Tony Jacklin, 1970 (Hazeltine) champion: From my recollection, it is a golf course that requires tremendous patience. I see the yardage isn’t so long this year, so it’s going to be a patience round there. It’s really back to what the game used to be like with the old ball and controlling it. Not muscling the ball or anything like that. Just putting yourself in position to go for pins. I can only assume the greens and everything will be set up to test one's’ patience as much as possible. I have no idea what the rough’s like, but I expect it’s quite penal. If they play the course like that, it’s going to be a real examination of patience and perseverance. Keeping the ball in play off the tee will be the most important. It will be certainly like that now because the golf ball goes 40-50 yards further. It doesn’t mean that it’s easier to control. That’s the problem they’ll have. It’s all well and good to hit 2-irons 230, 240, 250 yards, but can they control it going that far? That is to be seen. This is going to be a test like no other we’ve seen in modern times. With a championship course set up for an Open, it’s going to be fascinating to watch. I’m looking forward to it very much, and I have no idea how it’s going to pan out. I wouldn’t have a clue what the winning score is going to be. But historically, they’ve always tried to aim at par being a good round, but whether they can play a course at this length there is to be seen.

2. What type of game do you think fits Merion and who would you pick to be successful and win this year's Open?

Lee Janzen, 1993 (Baltursol) and 1998 (Olympic Club) champion: Any player that is on top of his game could win a U.S. Open, but the deciding factor is mental. Is a player comfortable with the extra attention and the adversity that will come? Staying in the present is even more important at the U.S. Open. Mistakes can be more penalizing. Fairways are more narrow. The rough is deeper, and the greens will be firm and fast. Merion has some long difficult holes and some short holes that are not easy birdies. A variety of shots will be needed. The greens have enough tilt that being below the hole and missing on the proper side will be huge. I don't think many players will end up under par. Maybe 5. Jim Furyk should do well. A good hybrid player should do well too.
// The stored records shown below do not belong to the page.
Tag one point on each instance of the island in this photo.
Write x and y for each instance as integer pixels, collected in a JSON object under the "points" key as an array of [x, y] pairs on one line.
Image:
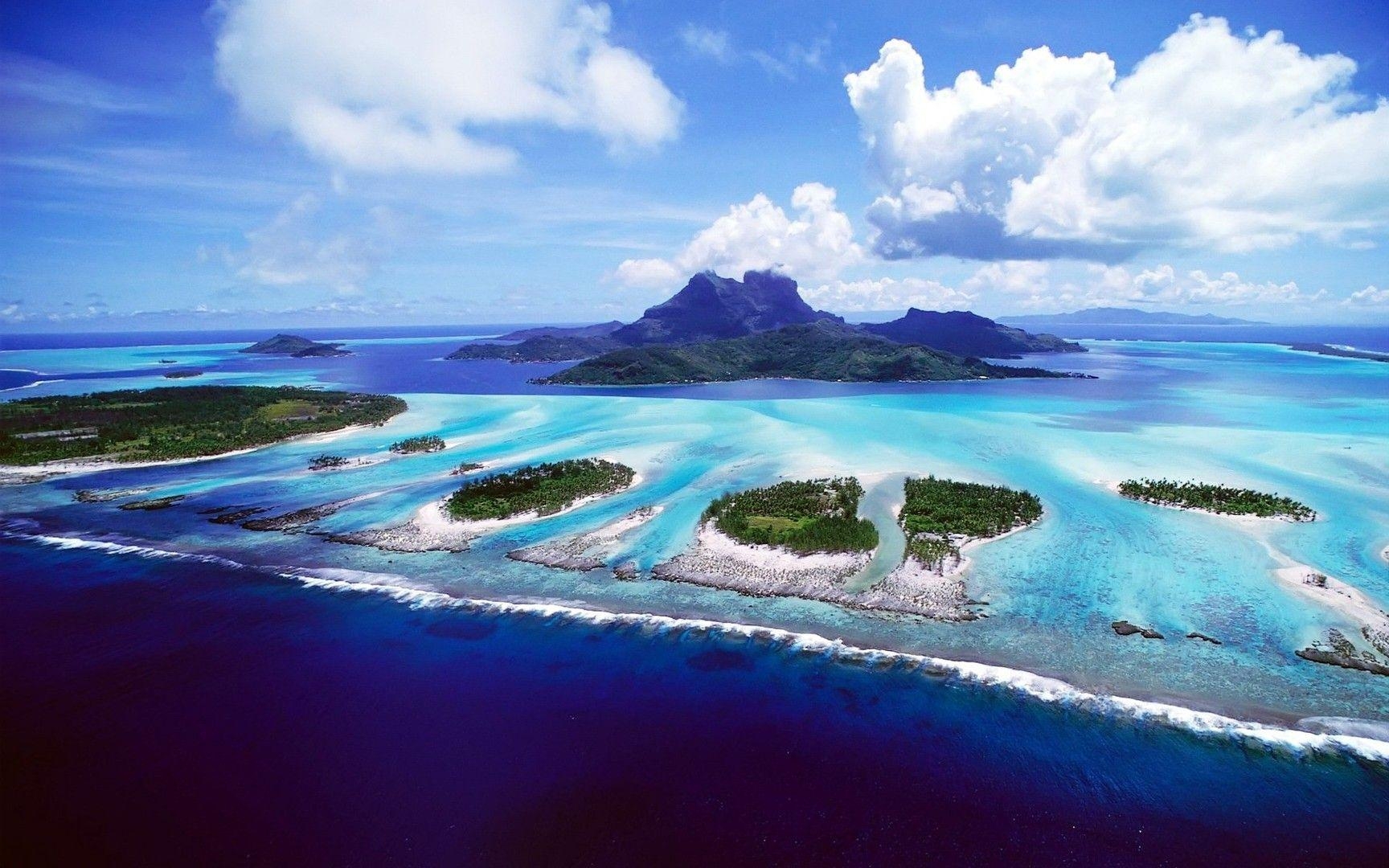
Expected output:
{"points": [[542, 489], [942, 520], [713, 310], [495, 502], [822, 350], [296, 347], [805, 517], [1220, 499], [1328, 349], [542, 347], [939, 517], [793, 539], [600, 330], [965, 334], [424, 444], [175, 423]]}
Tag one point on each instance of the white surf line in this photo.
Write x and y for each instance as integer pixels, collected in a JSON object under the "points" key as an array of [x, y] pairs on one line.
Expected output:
{"points": [[1051, 690]]}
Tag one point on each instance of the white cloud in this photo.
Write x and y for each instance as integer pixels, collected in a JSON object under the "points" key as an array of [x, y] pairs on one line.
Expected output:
{"points": [[408, 85], [707, 42], [814, 244], [888, 293], [1163, 285], [781, 63], [1223, 141], [1370, 296], [288, 252]]}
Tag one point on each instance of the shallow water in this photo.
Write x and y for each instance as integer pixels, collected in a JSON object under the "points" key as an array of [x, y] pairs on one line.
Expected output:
{"points": [[238, 690], [1248, 414]]}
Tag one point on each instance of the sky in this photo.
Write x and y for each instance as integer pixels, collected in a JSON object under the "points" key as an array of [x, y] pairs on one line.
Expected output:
{"points": [[170, 164]]}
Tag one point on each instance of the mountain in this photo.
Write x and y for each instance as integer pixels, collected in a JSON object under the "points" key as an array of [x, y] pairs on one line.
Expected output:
{"points": [[296, 346], [965, 334], [711, 307], [1124, 316], [826, 350], [600, 330]]}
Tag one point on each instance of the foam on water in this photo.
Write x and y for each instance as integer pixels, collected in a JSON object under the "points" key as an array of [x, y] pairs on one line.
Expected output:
{"points": [[1324, 736]]}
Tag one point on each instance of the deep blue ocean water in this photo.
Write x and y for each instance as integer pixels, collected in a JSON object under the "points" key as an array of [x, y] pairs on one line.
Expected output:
{"points": [[164, 711], [175, 710]]}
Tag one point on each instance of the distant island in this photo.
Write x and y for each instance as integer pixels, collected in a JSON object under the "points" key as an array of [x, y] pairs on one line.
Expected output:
{"points": [[965, 334], [1325, 349], [174, 423], [295, 346], [424, 444], [723, 330], [1221, 499], [822, 350], [805, 517], [542, 489], [1124, 316], [600, 330]]}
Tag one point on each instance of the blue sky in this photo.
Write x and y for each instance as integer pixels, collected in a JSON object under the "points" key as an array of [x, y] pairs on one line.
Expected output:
{"points": [[303, 162]]}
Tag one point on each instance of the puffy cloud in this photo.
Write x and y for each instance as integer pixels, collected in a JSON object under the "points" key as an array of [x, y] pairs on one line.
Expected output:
{"points": [[288, 252], [406, 85], [1163, 285], [1370, 296], [707, 42], [816, 244], [1223, 141]]}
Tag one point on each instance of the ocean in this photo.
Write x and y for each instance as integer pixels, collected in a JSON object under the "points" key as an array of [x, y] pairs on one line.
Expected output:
{"points": [[178, 690]]}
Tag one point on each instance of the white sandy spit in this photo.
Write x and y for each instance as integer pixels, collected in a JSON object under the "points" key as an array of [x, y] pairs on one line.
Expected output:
{"points": [[587, 551], [68, 467], [432, 530]]}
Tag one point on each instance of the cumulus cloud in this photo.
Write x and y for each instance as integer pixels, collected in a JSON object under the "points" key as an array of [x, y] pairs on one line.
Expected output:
{"points": [[1034, 285], [813, 244], [1223, 141], [781, 63], [289, 252], [1370, 296], [707, 42], [408, 85]]}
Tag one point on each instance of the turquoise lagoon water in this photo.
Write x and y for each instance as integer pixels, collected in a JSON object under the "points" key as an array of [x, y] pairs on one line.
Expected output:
{"points": [[1310, 427]]}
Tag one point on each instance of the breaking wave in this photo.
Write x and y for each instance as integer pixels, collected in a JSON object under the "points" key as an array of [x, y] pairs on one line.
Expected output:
{"points": [[1322, 736]]}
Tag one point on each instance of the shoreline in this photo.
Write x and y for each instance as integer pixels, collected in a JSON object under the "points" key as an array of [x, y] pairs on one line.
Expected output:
{"points": [[76, 467], [587, 551], [1276, 732], [1242, 518], [432, 530]]}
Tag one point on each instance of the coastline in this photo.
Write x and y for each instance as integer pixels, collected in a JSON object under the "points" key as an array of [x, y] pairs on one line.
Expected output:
{"points": [[76, 467], [1278, 732], [585, 551], [432, 530]]}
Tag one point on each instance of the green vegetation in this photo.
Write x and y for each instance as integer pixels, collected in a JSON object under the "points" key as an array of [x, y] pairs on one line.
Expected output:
{"points": [[822, 350], [938, 511], [177, 423], [543, 347], [1215, 499], [541, 488], [816, 515], [425, 444]]}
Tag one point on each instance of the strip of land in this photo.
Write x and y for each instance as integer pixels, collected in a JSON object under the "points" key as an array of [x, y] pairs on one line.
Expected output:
{"points": [[129, 427]]}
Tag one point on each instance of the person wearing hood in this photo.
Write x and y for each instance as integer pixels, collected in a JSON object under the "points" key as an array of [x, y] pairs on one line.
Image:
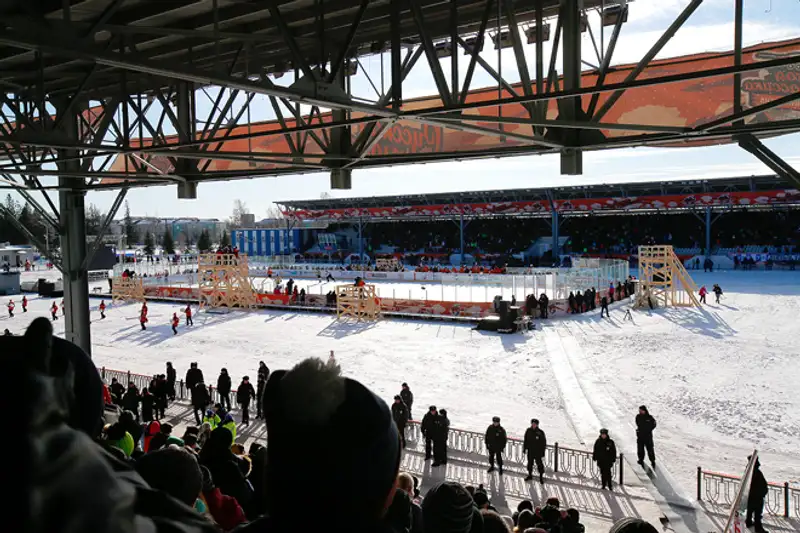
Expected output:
{"points": [[200, 400], [224, 388], [428, 429], [193, 376], [244, 394], [400, 416], [496, 440], [216, 455], [759, 488], [645, 425], [408, 399], [605, 455]]}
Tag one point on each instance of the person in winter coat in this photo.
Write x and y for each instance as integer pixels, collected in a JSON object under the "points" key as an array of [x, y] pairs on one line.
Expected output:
{"points": [[260, 394], [200, 400], [428, 428], [131, 399], [216, 455], [193, 376], [408, 399], [496, 440], [400, 417], [224, 388], [605, 455], [755, 500], [441, 430], [645, 425], [244, 394], [171, 379], [535, 444], [717, 291], [544, 305]]}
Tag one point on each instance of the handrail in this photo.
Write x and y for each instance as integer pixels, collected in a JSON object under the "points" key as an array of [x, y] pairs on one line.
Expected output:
{"points": [[782, 499], [557, 458]]}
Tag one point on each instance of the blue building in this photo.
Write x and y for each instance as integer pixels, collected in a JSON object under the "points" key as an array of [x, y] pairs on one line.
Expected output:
{"points": [[265, 242]]}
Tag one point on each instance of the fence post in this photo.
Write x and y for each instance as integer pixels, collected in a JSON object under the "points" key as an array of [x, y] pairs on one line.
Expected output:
{"points": [[555, 457], [699, 484], [786, 499]]}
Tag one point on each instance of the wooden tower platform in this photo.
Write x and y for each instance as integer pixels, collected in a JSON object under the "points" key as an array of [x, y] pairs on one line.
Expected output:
{"points": [[127, 289], [360, 303], [663, 279], [225, 282]]}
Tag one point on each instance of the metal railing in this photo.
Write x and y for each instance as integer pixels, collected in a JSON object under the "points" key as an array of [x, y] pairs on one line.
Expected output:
{"points": [[782, 499], [558, 459]]}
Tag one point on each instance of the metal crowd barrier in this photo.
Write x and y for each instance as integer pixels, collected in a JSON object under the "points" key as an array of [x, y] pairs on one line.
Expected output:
{"points": [[782, 499], [557, 458]]}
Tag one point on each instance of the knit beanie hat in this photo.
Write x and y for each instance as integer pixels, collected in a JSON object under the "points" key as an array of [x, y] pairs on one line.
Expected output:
{"points": [[632, 525], [448, 508], [174, 471], [321, 426]]}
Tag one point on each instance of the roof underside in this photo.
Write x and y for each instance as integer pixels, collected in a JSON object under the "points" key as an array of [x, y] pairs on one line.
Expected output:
{"points": [[738, 184], [243, 36]]}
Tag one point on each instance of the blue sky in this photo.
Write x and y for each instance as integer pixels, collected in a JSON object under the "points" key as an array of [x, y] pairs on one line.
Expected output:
{"points": [[709, 29]]}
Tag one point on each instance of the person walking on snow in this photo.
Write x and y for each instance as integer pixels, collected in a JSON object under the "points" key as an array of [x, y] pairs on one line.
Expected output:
{"points": [[535, 444], [605, 455], [645, 425], [703, 292], [408, 398], [717, 291], [400, 417], [496, 440], [244, 394]]}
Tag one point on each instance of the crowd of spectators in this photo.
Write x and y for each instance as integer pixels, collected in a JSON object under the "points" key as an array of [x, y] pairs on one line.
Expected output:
{"points": [[321, 425]]}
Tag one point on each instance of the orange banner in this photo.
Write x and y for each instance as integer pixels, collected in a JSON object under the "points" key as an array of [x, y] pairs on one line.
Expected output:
{"points": [[681, 104]]}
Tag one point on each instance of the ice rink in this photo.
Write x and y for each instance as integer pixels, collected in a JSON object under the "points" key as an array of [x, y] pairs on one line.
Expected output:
{"points": [[721, 380]]}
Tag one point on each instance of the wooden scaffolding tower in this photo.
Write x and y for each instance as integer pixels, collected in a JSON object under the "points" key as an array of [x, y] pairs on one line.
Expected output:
{"points": [[360, 303], [225, 282], [127, 289], [663, 280]]}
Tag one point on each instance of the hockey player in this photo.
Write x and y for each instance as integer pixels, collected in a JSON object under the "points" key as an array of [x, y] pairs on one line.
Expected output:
{"points": [[143, 317], [496, 440], [605, 455], [400, 416], [408, 399], [244, 394], [535, 445], [717, 291], [645, 425]]}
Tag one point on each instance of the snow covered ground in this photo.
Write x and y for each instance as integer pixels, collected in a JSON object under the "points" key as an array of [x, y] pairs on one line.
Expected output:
{"points": [[721, 380]]}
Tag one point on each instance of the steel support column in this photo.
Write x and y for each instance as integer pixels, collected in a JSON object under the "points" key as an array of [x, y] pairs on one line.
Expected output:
{"points": [[73, 244], [570, 108]]}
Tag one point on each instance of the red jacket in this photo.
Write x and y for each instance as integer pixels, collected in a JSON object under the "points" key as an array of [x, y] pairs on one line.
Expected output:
{"points": [[225, 509]]}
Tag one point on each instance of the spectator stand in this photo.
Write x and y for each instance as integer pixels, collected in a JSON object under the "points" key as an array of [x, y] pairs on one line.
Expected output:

Green: It’s hard to go against Tiger. He doesn’t hit driver a lot of times. He plays smart golf and keeps the ball in play most of the time. That’s extremely important at a U.S. Open. You have to be in the fairway. Tiger proved in the British Open when he hit irons off every tee. You can sacrifice a little bit to play a smart brand of golf. It’s better than most of the other players I think.

Jacklin: There are a couple. Graeme McDowell’s game might suit it. He’s already got one under his belt. Zach Johnson is a sort of player that could do well. He’s very tough-minded. Not a long hitter, but he’s a major winner already. Those two come to mind as being the sort of player that could get it done. I like the way Zach Johnson plays, and we’ve already seen him perform at the highest level. And McDowell has already won a tournament this year, and I’m sure he’ll be looking forward to the Open.

North: I think first of all, this is an Open that really will be open. I think a ton of players will have an opportunity on this golf course because of the length. It’s interesting in that there are some very long holes, but also some very short holes. So if you’re laying up off the tee, everyone will have wedges and nine-irons on these short holes. It will be who will take advantage of those situations. You’ve got to figure out a way to play those long holes in par. If you do that, you’re going to go low. There are so many different types of players. If a longer player can reign in his power, be smart and hit some irons off the tee, I think a longer player can win. If you look at the shorter players, the Zach Johnsons and Graeme McDowells, I think this is a great opportunity for them to win. Overall, you still have to hit quality shots, put the ball in the fairway, and when the week is done, you’ll have to have made a lot of five-to-six foot putts for pars. And that’s the guy who’s going to win. But I think there are a ton of players who have an opportunity to do that.